Gasoline direct injection (GDI) engines are sold in growing numbers worldwide. In Europe around 50 million GDI cars are expected to be on the road by 2020. The technology owes its success to a significant increase in engine power, even in small engines. This year’s winner of the Swiss Aerosol Award, Maria Muņoz from Empa, has investigated the emissions of GDI engines together with a team of scientists and engineers from industry and research as part of the GASOMEP project, led by Empa researcher Norbert Heeb. For comparison, a diesel vehicle with state-of-the-art particle filter technology was also tested. The results of the study are alarming: All tested GDI vehicles - they were built between 2001 and 2016 - produced genotoxic exhaust gases.

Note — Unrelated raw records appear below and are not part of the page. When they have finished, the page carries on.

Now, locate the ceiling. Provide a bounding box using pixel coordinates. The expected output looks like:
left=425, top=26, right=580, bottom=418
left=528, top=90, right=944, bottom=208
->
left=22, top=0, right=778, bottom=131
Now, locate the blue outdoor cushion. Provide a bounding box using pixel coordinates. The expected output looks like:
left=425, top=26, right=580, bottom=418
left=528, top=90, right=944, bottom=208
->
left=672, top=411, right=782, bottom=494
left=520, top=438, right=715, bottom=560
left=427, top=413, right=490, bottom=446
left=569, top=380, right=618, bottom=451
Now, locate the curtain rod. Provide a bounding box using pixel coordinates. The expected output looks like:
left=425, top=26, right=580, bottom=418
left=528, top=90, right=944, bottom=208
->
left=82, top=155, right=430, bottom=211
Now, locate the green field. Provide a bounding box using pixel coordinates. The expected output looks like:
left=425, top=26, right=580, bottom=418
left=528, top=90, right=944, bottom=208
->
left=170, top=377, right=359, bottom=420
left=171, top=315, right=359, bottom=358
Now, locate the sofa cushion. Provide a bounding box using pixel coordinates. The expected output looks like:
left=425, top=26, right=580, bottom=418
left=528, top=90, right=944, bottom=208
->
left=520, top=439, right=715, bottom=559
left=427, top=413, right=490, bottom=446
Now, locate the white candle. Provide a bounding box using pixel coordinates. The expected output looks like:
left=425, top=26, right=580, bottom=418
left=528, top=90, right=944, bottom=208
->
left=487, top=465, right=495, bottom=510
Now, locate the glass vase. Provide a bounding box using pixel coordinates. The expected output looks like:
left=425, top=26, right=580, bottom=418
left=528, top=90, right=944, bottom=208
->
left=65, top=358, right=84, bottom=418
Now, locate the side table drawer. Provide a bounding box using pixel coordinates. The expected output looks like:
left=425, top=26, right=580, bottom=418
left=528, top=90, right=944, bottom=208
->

The carcinogenic potential of these exhaust gases was up to 17 times higher than that of the investigated diesel vehicle.
The health hazards by GDI engines are, therefore, significantly higher than the ones posed by modern diesel cars, all of which are already equipped with particle filters. The health risks are increased by the interaction of soot particles with carcinogenic exhaust components: The unfiltered GDI exhaust gases contained up to 1,000 times more particles and 20 times more genotoxic PAHs (polycyclic aromatic hydrocarbons) than exhausts of a Euro 5 diesel vehicle equipped with a standard filter. Similar to a Trojan horse, the soot particles then transport their cargo inside the body: When inhaled, the particles transport the carcinogenic substances directly into the alveoli of the human lung, from where they can easily enter the bloodstream.
Since 2004, an EU directive has limited the concentration of carcinogenic benzo(a)pyrene in ambient air to 1 ng/m3. In GDI exhaust gases, benzo(a)pyrene concentrations in the new regulatory cycle (WLTC) were between 8 and 2600 ng/m3. One cubic meter of exhaust gas must thus be diluted up to 2600 times in order to maintain the ambient air limit value.
Due to the chemical composition of the exhaust gases and the high particle emissions, GDI engines are a health risk comparable to unfiltered diesel engines, and the WHO has classified unfiltered diesel exhausts as a class 1 carcinogen, which can cause lung cancer. Particle filters in GDI engines could reduce the hazards of these exhaust gases. In the meantime, the legislator has reacted: Since September 2018, newly registered GDI vehicles have to comply with the same particle limits as diesel engines. This is virtually impossible without filters. What remains problematic, however, is that all vehicles purchased before that time may continue to be driven without filters. Retrofitting is not (yet) mandatory although retrofitting of older vehicles with particle filters could drastically improve their emission behavior.
There are also significant differences in the filters themselves: The work of Maria Muņoz shows that choosing the "right" filter technology is crucial. By using the best available filter technology tt would be technically possible to reduce the current particle limit value by 90 percent.